L'exportation de millions de têtes de bétail depuis l'Afrique vers le Moyen-Orient est essentielle pour la survie de centaines de milliers d'éleveurs africains, mais elle est également importante pour la fourniture de viande fraîche aux populations du Moyen-Orient. Sans l'existence de certificats sanitaires détaillés approuvés par l'OIE pour assurer la sécurité de ces échanges, le commerce serait interrompu et la pauvreté s'accroîtrait considérablement dans plusieurs pays (notamment en Somalie où la guerre civile pourrait encore s'aggraver avec l'arrêt des exportations).

Les pays d'Afrique et du Moyen-Orient ont reconnu que la maladie était plus facile à contrôler dans les pays infectés moyennant le respect des normes, lignes directrices et recommandations de l'OIE portant sur la surveillance, la prévention et le contrôle de la maladie, notamment sur l'utilisation de tests sérologiques et de vaccins appropriés.

Aider les pays à anticiper les foyers futurs et à préparer une riposte adaptée

De son côté, l'OIE envisage de réunir des experts du secteur vétérinaire et de la santé publique pour élaborer des lignes directrices plus détaillées et mieux adaptées à la surveillance des maladies transmises par des insectes, dont la fièvre de la vallée du Rift. Ce groupe d'experts étudiera également les questions liées au changement climatique et au réchauffement global, qui risquent d'avoir un effet sur la propagation des maladies vectorielles dans toutes les régions du monde.

Il a de nouveau été souligné durant ce séminaire que la transparence de la notification des foyers est fondamentale pour qu'un pays et les États voisins puissent apporter des réponses adaptées.

« Il est capital que l'administration vétérinaire et les autorités de santé publique renforcent leur collaboration pour surveiller la maladie et répondre aux foyers. La fièvre de la vallée du Rift est souvent diagnostiquée chez l'homme avant que des signes cliniques n'apparaissent chez les animaux », a expliqué le Docteur Mamadou Samba Sidibe, Représentant régional de l'OIE pour l'Afrique.

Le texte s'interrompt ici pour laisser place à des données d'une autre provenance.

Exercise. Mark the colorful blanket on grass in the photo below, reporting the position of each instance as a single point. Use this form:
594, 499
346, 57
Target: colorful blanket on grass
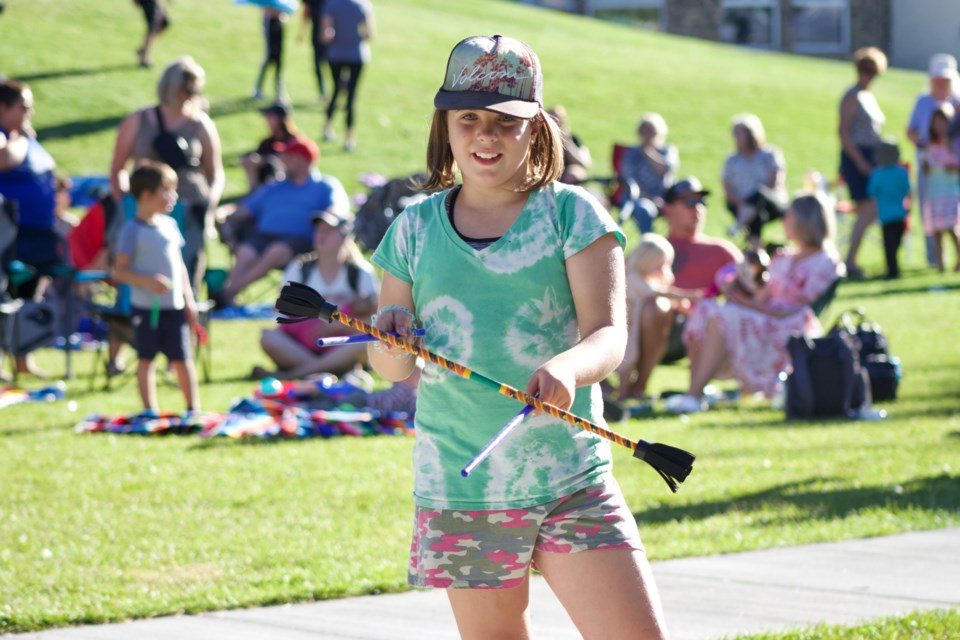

Les organisations internationales partenaires telles que la FAO et les donateurs offriront également des services de formation et d'assistance technique, notamment en matière de diagnostic, de vaccination et d'épidémiologie prédictive.

Lors du dernier foyer qui s'est produit début décembre 2006, la fièvre de la vallée du Rift a touché des milliers d'animaux (bovins, ovins, caprins et camélidés), au Kenya, en Tanzanie et en Somalie.

La Tanzanie, le Kenya et la Somalie ont enregistré 1062 cas humains dont 325 morts à ce jour (données de l'Organisation mondiale de la santé).

Rappel sur la fièvre de la vallée du Rift

La fièvre de la vallée du Rift touche principalement les pays de l'Afrique subsaharienne et Madagascar.

De nombreuses espèces de moustiques sont vectrices du virus de la maladie qui apparaît le plus souvent lors des années de précipitations inhabituelles et de multiplication consécutive des populations de moustiques.

L'homme est très sensible au virus de la fièvre de la vallée du Rift et peut être contaminé à la suite de piqûres de moustiques infectés par des animaux malades, ou par le contact avec du sang, d'autres liquides corporels ou des tissus provenant d'animaux infectés. Les personnes qui travaillent dans les abattoirs, les laboratoires ou les hôpitaux sont particulièrement exposées au risque de contamination.

Il n'est pas exclu que la maladie continue de se propager autour du globe en raison du changement climatique et de la mondialisation.